Paskalya Pazartesi'si geldiğinde (24 Nisan 1916) ayaklanma başladı başlamasına da, ancak işler umut edildiği gibi gelişmedi. Almanya'dan istenen silahlar teslim alınamadı, halktan beklenen destek sağlanamadı, yanlış anlaşılmalar ve karışıklıklar ciddi sorunlar yarattı. Pearse'nin güçlerinin bir kısmı ile İrlanda Yurttaş Ordusu'nun savaşçıları Dublin'de, başta Postane olmak üzere önemli kamu binalarını işgal etti. Ardından İrlanda'nın bağımsızlık bildirgesi okundu.
Çok geçmeden İngiliz asker ve polisleri ayaklanmayı bastırmak için pozisyonlarını aldı. Ustaca taktik geliştirip komutanlık yapan Connolly, ayaklanmanın ilk gününde yaralanmasına rağmen, kendini yatakta taşıttırıp isyanı yönetmeye devam etti. Çarşamba gününe gelindiğinde ayaklanma savaşa dönüşmüştü; İngiliz ordusu ağır silahlarla şehri rastgele bombalayıp tam bir katliam gerçekleştiriyordu.

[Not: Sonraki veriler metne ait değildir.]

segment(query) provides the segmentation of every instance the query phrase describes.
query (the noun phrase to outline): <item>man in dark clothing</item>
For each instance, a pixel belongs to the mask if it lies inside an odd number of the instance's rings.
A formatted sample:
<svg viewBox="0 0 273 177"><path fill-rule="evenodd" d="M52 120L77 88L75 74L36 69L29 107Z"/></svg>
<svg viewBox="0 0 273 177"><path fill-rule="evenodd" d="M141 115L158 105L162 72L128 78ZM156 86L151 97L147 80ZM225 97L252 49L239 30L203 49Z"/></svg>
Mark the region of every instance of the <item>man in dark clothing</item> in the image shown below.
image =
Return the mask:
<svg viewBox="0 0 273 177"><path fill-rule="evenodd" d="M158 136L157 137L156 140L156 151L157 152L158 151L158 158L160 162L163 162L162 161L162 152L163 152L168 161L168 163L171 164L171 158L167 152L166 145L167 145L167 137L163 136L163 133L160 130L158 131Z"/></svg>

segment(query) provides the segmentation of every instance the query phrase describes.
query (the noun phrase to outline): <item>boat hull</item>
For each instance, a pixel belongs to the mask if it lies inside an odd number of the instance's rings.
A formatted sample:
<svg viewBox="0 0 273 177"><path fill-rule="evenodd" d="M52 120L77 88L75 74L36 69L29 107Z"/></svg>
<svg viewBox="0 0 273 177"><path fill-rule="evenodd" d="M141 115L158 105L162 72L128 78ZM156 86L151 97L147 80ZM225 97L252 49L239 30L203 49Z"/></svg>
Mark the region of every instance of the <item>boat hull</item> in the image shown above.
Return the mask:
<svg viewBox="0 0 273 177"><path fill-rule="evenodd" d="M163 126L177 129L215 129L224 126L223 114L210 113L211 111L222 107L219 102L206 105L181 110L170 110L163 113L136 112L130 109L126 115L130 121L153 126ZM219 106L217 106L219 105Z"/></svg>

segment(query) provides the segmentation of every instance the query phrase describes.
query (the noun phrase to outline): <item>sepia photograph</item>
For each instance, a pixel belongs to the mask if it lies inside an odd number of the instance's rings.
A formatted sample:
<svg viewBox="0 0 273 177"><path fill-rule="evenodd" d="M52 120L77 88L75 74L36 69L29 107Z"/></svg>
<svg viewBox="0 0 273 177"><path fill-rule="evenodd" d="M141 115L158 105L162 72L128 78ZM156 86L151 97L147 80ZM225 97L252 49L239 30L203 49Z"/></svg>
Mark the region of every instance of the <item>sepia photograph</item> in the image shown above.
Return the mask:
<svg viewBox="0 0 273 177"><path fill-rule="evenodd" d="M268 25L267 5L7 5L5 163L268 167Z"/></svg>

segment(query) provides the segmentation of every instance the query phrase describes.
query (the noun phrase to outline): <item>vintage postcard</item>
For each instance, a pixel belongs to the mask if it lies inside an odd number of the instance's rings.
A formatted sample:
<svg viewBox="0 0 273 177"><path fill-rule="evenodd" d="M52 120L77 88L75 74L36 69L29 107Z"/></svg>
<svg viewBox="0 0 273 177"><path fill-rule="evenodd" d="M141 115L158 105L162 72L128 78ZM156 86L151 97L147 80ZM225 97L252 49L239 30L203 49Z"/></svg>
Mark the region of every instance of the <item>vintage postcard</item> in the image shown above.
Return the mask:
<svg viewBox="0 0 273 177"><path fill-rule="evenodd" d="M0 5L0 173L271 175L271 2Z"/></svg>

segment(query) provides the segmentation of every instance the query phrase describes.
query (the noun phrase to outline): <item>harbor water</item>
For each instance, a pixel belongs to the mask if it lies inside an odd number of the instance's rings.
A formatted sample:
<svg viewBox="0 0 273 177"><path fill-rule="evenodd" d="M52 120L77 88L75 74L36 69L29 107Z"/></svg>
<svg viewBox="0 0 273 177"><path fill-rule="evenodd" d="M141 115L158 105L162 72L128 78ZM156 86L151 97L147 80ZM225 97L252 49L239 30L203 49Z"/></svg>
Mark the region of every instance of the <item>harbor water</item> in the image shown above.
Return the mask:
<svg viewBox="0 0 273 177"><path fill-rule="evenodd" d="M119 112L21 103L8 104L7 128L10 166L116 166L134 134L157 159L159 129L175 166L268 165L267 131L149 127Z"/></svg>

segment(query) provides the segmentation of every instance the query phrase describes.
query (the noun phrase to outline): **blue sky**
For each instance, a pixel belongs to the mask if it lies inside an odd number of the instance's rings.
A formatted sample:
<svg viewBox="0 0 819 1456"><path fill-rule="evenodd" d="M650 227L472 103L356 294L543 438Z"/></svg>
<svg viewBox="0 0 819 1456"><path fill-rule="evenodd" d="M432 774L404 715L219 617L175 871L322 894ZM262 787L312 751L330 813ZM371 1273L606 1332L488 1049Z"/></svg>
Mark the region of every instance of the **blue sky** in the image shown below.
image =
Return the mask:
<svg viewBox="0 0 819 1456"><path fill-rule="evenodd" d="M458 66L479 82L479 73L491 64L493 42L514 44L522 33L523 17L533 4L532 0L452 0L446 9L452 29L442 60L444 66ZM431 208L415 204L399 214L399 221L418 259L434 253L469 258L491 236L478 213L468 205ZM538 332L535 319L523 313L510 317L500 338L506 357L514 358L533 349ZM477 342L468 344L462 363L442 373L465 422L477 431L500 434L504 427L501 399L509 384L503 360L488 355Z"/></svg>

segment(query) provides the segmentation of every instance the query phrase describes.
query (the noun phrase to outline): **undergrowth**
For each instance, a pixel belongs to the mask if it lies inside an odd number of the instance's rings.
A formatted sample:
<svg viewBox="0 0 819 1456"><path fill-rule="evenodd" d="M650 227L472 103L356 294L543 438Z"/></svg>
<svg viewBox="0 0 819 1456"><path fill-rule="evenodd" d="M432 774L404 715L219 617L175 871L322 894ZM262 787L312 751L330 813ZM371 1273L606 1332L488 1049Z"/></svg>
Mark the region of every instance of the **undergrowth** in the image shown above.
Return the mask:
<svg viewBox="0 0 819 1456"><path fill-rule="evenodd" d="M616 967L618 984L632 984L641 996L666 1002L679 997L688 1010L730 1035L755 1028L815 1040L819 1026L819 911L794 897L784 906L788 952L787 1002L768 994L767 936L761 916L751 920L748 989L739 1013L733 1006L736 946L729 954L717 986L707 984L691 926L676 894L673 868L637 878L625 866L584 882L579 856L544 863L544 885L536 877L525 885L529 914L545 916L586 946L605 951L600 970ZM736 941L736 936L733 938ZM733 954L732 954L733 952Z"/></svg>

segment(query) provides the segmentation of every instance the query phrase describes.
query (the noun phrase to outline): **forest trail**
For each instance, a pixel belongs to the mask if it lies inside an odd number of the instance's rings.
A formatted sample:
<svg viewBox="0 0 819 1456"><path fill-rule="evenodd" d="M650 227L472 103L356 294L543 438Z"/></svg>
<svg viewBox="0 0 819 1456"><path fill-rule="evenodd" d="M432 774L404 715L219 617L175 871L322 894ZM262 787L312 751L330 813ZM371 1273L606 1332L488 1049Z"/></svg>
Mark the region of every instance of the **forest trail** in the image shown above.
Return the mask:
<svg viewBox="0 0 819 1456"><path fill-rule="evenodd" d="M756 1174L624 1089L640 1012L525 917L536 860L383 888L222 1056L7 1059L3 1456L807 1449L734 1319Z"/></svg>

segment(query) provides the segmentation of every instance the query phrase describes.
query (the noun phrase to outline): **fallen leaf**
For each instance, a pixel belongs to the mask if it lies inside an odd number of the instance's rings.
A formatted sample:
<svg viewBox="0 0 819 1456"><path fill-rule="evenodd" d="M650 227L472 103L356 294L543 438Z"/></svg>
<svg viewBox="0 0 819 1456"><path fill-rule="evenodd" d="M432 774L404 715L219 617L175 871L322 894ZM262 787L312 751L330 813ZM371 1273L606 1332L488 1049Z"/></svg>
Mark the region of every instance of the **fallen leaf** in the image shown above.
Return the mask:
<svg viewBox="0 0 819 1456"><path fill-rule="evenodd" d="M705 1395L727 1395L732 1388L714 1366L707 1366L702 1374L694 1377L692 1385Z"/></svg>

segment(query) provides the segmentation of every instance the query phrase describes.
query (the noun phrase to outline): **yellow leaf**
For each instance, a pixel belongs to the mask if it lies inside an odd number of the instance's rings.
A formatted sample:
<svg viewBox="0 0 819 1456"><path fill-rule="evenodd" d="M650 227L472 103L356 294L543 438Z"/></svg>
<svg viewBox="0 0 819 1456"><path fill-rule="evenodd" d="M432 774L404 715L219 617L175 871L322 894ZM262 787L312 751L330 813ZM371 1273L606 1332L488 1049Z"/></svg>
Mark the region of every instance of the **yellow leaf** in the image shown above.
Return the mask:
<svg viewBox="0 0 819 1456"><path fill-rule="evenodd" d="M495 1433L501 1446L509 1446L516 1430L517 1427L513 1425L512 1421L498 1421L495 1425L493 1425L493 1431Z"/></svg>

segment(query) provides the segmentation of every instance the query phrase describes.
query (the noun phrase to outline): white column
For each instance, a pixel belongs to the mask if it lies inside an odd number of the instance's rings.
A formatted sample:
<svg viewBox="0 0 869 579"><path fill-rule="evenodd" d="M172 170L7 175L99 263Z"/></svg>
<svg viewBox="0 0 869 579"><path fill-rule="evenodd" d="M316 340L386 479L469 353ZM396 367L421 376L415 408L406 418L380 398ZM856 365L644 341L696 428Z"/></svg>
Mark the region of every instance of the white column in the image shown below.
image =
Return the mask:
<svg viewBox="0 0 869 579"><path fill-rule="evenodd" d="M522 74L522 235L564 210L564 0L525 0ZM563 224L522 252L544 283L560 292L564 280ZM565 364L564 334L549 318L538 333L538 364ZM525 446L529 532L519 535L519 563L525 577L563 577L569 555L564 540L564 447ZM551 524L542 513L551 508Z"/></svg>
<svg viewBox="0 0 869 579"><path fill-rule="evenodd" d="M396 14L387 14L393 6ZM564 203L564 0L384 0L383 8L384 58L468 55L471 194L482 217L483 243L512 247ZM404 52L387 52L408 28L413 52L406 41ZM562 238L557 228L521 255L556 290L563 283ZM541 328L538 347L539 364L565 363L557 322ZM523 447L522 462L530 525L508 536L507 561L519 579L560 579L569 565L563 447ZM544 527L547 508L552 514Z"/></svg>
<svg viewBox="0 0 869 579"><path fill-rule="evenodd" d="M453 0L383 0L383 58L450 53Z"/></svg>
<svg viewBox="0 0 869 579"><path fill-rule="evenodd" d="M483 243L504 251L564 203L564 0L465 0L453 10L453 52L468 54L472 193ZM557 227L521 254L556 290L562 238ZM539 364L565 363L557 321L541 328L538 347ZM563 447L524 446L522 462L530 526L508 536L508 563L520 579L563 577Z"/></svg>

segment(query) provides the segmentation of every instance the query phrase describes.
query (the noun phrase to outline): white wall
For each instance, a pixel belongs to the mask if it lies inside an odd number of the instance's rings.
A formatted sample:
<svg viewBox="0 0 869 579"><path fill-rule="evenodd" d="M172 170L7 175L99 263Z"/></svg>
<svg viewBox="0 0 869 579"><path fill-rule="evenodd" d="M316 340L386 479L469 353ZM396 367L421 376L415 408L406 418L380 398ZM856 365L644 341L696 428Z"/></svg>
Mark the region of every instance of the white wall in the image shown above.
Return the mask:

Ayaklanmanın beşinci gününde Connolly, postanedeki kadın militanlara binadan çıkma talimatı verdi. Birkaç saat sonra kendisi de, kalan savaşçılarla birlikte İngilizlere görünmeden yangında yıkılmak üzere olan binadan çıkabildi. Son büyük çatışma ise King's Street'te yaşandı; tank ve toplarla gelen 5 bin İngiliz askerin 200 isyancıya 150 metre yaklaşması tam 28 saat sürdü. Bu son çatışmada İngiliz askerler sivilleri bıçaklayıp, bodrum katlarında saklananları silahla vurdu. 29 Nisan sabahı Connolly ve Pearse, Moore Street'teki yeni karargahlarında, bu saatten sonra sadece daha fazla sivilin öldürüleceğinden yola çıkarak ayaklanmaya son vermeye karar verdiler.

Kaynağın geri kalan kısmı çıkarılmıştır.